Originally Posted by 260Remguy
To get back on track, the criteria are as follows:

1. 3 rifles that have the same type of action in .22LR, 223, and 6.5 Creedmoor.
2. 3 rifles that are approximately the same size, weight and length, and as close to the same physical specs as possible and still fall within the budget.
3. 3 scopes that are the same make/model/magnification.
4. The primary components, the rifles and the scopes, must be new and readily available over the counter.
5. The budget ceiling is a hard $1,800.

The point of buying a .22 rifle with the same weight and action style as the coyote and deer hunting rifles is so that the boy can fire a thousand or more rounds of inexpensive bulk pack .22 LR at paper targets before he shoots either of the centerfire rifles and will be used to the weight, length, safety location, etc.


I am not a big fan of the Ruger American rifles but in this case they would serve the purpose.

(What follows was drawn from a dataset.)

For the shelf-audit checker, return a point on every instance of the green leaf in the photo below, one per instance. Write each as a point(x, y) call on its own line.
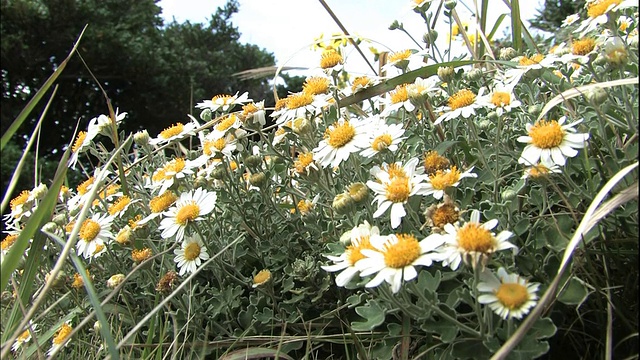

It would take some careful shopping but he should be able to get into the three rifles for less than $1200.00 for all three, that leaves $600 for three scopes, which is doable - I was in a gun shop the other day that had the Leupold Freedom 3x9 for $179.00 but even full retail on the is only $199.00 so even at retail he could slide in just under budget. That would set him up with three nearly identical rifles and scopes.

Speaking of the Leupold Freedom scope - they define UGLY. I have to wonder what Leupold was thinking when they came up with that abortion of turret housing design.

drover


223 Rem, my favorite cartridge - you can't argue with truckloads of dead PD's and gophers.